- Produce Free Electricity For Your Home and Appliances in Just 48 Hours With The "Howard Johnson Motor" (HoJo Motor) - The only "Free Energy Device" to have 3 U.S. Patents! | HoJo Motor
- http://www.hojomotor.com/vid
- >Produce Free electricity for your home and appliances in just 2 days!<
- No, you won’t be able to do this.
- >Fire the Greedy electric companies and supply more of your own electricity!<
- NO, you won’t be doing that either. Rather, you’ll be giving the greedy, self-deluding scam peddler lots of money as well as your greedy electric company.
- >Reduce your carbon footprint and help the environment!<
- Get a bicycle, it will actually work.
Perpetual motion machines (and all ‘free energy’ devices are perpetual motion machines) violate either the first law of thermodynamics (conservation of energy) or the second law of thermodynamics (conservation of work).
The first law states that in a closed system you cannot create new energy. This device, the Johnson motor, appears to violate the first law. The claim is that you can generate work without having to input energy. The argument is essentially this: you give an initial impetus to the device and then, once it is going, it will continue to generate more energy than is needed to keep it going.
The second law states that in a closed system, whenever work is done *some* energy is loss to friction etc. In other words, you cannot have an engine that is *so* efficient that 100% of the energy input into the system is used.

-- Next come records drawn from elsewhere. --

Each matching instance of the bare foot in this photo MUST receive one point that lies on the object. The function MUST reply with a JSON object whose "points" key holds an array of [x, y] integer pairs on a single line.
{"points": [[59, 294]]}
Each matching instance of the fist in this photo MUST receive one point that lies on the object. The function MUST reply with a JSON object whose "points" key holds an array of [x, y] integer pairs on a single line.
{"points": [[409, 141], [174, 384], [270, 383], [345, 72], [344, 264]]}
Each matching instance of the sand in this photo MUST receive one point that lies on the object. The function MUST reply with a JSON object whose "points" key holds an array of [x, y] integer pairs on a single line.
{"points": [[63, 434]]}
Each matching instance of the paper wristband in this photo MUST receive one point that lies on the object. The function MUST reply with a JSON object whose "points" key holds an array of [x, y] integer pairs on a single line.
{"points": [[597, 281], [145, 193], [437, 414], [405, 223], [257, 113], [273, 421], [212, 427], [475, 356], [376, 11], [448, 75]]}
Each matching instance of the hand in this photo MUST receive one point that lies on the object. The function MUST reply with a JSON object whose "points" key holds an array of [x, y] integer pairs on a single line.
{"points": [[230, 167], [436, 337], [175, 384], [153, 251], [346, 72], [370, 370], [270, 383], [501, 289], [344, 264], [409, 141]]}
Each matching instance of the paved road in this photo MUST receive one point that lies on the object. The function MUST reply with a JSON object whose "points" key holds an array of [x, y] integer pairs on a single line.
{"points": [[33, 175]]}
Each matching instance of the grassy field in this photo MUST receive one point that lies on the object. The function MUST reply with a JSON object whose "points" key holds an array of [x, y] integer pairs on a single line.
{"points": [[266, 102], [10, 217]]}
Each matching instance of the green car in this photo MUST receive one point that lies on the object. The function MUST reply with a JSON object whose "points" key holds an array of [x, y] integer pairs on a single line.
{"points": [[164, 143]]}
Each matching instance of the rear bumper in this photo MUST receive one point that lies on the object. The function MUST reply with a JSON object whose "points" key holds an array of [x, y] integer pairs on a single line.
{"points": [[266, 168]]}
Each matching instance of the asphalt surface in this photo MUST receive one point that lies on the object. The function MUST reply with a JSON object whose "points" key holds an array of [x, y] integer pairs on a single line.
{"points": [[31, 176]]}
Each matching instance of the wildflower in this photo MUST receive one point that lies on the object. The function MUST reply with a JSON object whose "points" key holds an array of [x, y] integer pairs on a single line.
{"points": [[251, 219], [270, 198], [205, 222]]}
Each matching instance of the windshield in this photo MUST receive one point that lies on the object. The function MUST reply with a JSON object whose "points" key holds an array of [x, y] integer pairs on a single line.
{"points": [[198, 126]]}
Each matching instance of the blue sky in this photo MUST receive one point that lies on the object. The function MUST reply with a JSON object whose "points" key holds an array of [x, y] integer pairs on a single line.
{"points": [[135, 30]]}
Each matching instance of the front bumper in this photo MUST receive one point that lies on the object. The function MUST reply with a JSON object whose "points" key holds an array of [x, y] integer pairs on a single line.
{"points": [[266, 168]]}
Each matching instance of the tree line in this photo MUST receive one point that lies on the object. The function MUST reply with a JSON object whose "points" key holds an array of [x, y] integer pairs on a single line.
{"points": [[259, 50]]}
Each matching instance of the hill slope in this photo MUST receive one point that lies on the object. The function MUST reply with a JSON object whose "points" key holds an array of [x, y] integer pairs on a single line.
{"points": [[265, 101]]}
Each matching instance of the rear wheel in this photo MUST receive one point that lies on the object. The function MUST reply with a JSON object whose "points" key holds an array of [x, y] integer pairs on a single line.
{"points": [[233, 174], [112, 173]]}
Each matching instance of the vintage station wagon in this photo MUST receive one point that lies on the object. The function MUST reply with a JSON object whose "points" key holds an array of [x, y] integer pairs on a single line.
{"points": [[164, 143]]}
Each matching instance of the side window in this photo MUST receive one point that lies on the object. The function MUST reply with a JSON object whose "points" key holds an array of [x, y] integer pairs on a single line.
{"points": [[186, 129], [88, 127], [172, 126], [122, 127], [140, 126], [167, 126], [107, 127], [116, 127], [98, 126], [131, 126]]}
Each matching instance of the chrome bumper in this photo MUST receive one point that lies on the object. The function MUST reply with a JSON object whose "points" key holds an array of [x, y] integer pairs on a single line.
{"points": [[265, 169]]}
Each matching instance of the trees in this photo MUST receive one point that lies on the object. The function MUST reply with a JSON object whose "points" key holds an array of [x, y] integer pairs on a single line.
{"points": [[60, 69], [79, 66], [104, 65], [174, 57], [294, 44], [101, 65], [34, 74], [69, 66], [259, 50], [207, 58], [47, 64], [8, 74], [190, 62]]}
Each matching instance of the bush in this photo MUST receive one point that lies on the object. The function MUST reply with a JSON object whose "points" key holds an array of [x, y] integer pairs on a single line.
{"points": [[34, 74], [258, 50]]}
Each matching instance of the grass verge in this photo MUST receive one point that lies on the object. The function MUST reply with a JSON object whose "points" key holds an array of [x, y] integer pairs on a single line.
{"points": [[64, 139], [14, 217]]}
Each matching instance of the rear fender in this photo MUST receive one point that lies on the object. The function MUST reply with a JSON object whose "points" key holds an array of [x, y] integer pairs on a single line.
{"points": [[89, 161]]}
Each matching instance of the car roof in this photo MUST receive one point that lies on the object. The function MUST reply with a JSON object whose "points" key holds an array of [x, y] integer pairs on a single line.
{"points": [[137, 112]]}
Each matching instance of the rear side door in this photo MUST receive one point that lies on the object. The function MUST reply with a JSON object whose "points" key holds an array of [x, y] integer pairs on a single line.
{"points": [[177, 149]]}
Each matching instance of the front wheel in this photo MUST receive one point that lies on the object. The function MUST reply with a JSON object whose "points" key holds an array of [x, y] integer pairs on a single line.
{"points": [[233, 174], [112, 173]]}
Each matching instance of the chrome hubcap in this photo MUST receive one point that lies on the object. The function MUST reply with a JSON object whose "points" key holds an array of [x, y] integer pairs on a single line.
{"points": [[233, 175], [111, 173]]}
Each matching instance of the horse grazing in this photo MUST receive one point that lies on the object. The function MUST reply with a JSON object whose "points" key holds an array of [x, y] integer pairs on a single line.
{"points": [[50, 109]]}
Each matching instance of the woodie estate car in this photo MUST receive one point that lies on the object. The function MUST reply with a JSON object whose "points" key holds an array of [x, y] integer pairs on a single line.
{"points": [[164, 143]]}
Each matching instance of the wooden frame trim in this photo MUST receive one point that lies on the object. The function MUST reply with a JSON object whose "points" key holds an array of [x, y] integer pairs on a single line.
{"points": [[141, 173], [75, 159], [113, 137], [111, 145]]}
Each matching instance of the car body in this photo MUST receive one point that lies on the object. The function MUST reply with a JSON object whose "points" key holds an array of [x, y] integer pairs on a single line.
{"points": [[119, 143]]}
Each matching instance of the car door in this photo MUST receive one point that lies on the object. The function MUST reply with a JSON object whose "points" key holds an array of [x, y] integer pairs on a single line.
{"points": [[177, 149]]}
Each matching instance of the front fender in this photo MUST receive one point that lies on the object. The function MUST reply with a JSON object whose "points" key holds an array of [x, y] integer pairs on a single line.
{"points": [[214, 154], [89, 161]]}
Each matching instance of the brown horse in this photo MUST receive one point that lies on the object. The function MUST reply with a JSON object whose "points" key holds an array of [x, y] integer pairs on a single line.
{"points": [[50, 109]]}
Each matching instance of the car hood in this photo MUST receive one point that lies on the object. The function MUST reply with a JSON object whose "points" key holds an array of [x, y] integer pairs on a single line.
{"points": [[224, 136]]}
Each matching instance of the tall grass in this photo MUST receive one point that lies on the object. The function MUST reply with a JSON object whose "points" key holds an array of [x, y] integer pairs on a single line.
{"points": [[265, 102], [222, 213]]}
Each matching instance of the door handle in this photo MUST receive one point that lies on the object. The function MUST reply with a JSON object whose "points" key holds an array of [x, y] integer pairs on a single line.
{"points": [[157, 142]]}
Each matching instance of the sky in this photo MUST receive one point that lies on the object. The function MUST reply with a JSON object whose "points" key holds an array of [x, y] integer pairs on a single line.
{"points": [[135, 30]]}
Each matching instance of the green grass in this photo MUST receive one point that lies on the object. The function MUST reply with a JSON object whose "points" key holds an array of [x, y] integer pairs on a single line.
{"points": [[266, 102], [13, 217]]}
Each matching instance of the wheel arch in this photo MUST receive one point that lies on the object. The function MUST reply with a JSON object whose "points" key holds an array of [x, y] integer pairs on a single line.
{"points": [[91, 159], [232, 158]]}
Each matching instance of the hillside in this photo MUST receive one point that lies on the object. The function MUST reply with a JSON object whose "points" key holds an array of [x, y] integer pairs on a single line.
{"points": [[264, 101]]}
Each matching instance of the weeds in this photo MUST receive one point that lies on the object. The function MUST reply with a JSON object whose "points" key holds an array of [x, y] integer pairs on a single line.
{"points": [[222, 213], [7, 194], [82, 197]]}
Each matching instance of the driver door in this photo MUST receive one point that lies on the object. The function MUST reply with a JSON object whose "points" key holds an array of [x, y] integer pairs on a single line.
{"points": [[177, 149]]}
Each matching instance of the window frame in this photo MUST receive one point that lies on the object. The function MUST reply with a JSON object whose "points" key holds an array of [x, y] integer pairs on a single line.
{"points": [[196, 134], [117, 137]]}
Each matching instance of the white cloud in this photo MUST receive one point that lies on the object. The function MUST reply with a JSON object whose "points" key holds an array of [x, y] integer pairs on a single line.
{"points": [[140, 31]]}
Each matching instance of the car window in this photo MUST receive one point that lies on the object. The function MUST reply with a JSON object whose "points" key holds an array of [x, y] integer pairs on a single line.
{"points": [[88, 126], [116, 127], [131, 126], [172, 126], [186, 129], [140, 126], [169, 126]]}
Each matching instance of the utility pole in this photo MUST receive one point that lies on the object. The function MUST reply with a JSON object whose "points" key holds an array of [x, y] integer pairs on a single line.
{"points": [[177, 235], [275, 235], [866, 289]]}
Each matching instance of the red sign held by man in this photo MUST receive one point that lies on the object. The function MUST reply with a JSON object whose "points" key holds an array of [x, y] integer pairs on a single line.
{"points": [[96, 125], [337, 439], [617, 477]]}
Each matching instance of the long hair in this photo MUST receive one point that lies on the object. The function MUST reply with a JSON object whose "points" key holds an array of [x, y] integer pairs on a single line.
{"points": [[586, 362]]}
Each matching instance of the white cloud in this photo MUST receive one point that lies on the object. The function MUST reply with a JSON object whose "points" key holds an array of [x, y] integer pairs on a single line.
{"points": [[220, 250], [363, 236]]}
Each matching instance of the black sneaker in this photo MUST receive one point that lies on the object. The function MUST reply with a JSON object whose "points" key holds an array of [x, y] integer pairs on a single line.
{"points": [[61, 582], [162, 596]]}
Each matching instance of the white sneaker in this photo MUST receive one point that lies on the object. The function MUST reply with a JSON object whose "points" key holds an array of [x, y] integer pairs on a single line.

The argument against all forms of free energy is this:
1) You cannot get free energy. In other words, you cannot get *more* energy out of a system than you put into it (1st law)
2) In any system where work is done (e.g. a change of states happens because of energy put into the system) some will be loss because of inefficiencies.
3) Therefore, you cannot make a machine that makes enough energy that it can either keep itself going without an external input or get out more energy than you put in.
All ‘free energy’ advertisements are scams don’t fall for ‘em!
2 comments:
Well put. What astonishes me most is that the "Perpetual Motion Machine" has been a joke, a cliché, for decades. I can't imagine who, other than middle-schoolers, could fall for it. Hey, maybe that's the Huff's readership.
The woo is thick on the ground at Huffington Post. Deepak Chopra is a regular columnist there.